Kfar Saba-raised Ms Moatti explained: “Over the past 15 months, Labour in government in Israel has fought to defend the liberal, democratic values which Benjamin Netanyahu sought to undermine but from which we will never resile; promoted greater rights for women, the LGBT+ community and people with disabilities; and backed record investment in Israeli-Arab towns and villages across Israel.
“But we know, too, that Israel’s character as a Jewish state and a democratic state rests on two states for two peoples with Israel safe, secure and recognised within its borders; living alongside a viable, vdemocratic and independent Palestinian state.
“I believe that every day that passes without a border between Israel and a Palestinian state is a day that deepens the threat to Israel’s future.
“Netanyahu’s policy of delay, drift and deferral over the past decade has made the tragic conflict between Israel and the Palestinians more difficult to resolve.
“I want to see us taking the initiative to lay a path towards a negotiated agreement.
“Israel should place more territory in the West Bank under the administrative control of the Palestinian Authority.

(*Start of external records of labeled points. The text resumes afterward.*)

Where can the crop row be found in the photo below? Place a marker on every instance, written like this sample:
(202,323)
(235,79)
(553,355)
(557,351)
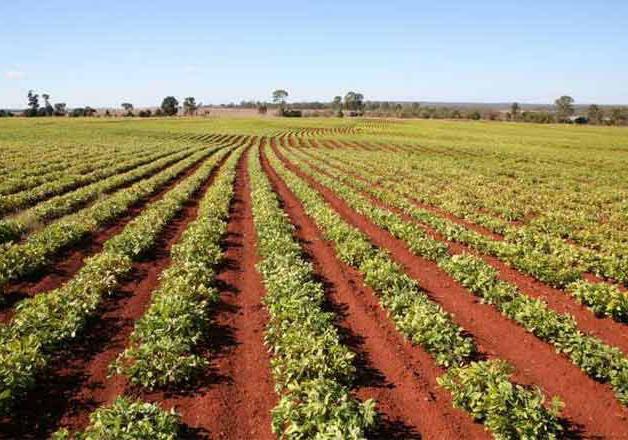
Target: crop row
(597,359)
(50,320)
(30,177)
(539,235)
(14,202)
(127,419)
(68,203)
(27,174)
(162,344)
(18,260)
(311,367)
(531,254)
(482,388)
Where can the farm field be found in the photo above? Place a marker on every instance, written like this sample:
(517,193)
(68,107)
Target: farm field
(312,278)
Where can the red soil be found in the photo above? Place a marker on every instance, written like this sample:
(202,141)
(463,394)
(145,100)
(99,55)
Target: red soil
(608,330)
(64,266)
(591,408)
(237,397)
(77,381)
(400,377)
(431,208)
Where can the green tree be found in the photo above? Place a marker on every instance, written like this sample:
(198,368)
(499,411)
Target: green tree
(515,111)
(48,109)
(595,114)
(564,108)
(170,106)
(128,108)
(60,109)
(33,103)
(618,116)
(189,106)
(354,101)
(279,98)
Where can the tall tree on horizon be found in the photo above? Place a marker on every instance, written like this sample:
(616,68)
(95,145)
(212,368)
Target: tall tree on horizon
(279,98)
(564,108)
(170,106)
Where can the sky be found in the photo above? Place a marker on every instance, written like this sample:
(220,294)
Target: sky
(103,53)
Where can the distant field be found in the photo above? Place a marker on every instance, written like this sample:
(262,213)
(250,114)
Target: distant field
(288,278)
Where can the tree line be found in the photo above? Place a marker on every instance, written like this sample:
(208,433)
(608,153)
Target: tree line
(352,104)
(36,108)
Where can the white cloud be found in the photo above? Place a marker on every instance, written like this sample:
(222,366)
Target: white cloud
(14,74)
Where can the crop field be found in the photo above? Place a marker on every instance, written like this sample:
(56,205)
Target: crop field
(259,278)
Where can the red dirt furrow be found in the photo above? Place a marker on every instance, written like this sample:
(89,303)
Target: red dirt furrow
(401,378)
(431,208)
(608,330)
(591,277)
(591,409)
(76,382)
(64,266)
(236,398)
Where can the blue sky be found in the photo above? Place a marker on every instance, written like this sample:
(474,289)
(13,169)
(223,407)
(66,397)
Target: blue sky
(101,53)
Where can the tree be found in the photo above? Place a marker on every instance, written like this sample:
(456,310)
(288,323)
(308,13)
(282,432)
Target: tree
(33,104)
(354,101)
(60,109)
(618,116)
(170,106)
(279,98)
(189,106)
(515,111)
(48,110)
(595,114)
(564,108)
(128,108)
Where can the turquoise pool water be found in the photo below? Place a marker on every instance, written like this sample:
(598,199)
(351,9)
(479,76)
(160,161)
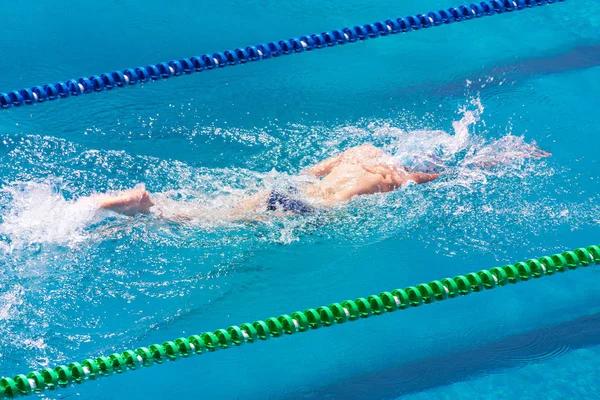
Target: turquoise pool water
(76,283)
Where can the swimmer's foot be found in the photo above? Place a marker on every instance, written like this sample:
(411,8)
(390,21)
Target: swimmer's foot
(130,202)
(535,152)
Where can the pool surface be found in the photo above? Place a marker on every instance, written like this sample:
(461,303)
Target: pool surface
(77,283)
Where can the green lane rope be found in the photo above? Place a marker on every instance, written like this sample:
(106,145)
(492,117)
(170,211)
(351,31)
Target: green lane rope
(299,321)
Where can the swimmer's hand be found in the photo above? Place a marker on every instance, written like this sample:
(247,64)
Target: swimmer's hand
(130,202)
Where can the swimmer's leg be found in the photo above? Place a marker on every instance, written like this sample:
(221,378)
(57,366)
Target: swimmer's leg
(131,202)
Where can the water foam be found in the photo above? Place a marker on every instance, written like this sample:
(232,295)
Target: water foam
(202,198)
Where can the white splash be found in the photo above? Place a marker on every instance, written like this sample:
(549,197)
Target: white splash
(38,213)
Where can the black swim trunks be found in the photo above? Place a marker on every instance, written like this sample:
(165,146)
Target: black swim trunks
(284,202)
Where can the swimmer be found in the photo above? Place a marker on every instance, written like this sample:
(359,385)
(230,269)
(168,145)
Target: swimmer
(358,171)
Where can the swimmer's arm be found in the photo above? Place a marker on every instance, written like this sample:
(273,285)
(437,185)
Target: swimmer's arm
(324,167)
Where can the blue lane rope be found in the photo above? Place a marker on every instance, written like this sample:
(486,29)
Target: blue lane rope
(185,66)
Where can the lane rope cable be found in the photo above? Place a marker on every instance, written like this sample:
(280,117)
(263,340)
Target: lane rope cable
(186,66)
(299,321)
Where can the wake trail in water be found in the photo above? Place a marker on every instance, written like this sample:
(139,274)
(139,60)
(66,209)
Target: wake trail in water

“We should prevent the creation of all new illegal settler outposts, and we should implement an evacuation and compensation plan for Jewish settlers living outside of the major settlement blocs which abut the Green Line.”
LFI chairman Steve McCabe said that the only credible approach to the conflict between Israel and the Palestinians is a balanced one.
He also launched an LFI publication, Steps to a Two State Solution, which, he explained will “set out an agenda to narrow the parameters of the Israeli-Palestinian conflict, improve the lives of ordinary Palestinians and Israelis, and help foster the conditions in which a final agreement can be reached”.
“It will, I hope, provide the framework for the approach our party will take in government,” the MP for Birmingham Selly Oak added.
He also praised Sir Keir’s leadership and determination to make Labour once again a welcoming home to the Jewish community.
Mr McCabe continued: “He has restored the values — of equality, tolerance and anti-racism — which rest at the very centre of our party’s moral core.
“And he has made all of us proud to be Labour Party members once again.”
Shadow Foreign Secretary David Lammy talked about his long-standing support for LFI in his 22 years in Parliament, as well as welcoming Israeli Prime Minister Yair Lapid’s commitment to a two-state solution at the UN General Assembly last week.
He said: “The country of Israel was founded by Ben Gurion and by the Labour Party — it was birthed by Labour. And it was birthed against a backdrop of hope.
“We hold out that hope — and it was a hope I was so pleased to see repeated by Prime Minister Lapid at the UN last week — the hope and the belief for a two-state solution, Israel safe and secure and a sovereign, viable Palestinian state.
“We also recognise the progress that’s been made with the Abraham Accords, the coming together that we’ve seen across the Middle East, and the real challenges that exist in the area.
“The challenges in Lebanon, in Syria and real challenges in Iran.
“But again, just in the last few hours, to see people coming out on the streets in Iran, is hope. And it’s hope that keeps progressives alive.”
“It’s a huge honour to say that I am a Labour friend of Israel.”
Oren Marmorstein, Israel’s deputy ambassador to the UK, said he felt he was once again among “friends” at a Labour Party event, while warning about the danger posed not just to Israel, but to the world by the Iranian regime.
Shadow Chancellor — and LFI vice-chairman Rachel Reeves — told guests: “I am proud to be here with all of you who have stood here through the difficult years and the good years”, while Bury South MP Christian Wakeford told of his pride to speak at an LFI event.
The long-time supporter of Israel crossed the floor from the Conservative Party earlier this year.
He said: “I could not be prouder to be finishing my last speech of this conference here with Labour Friends of Israel.”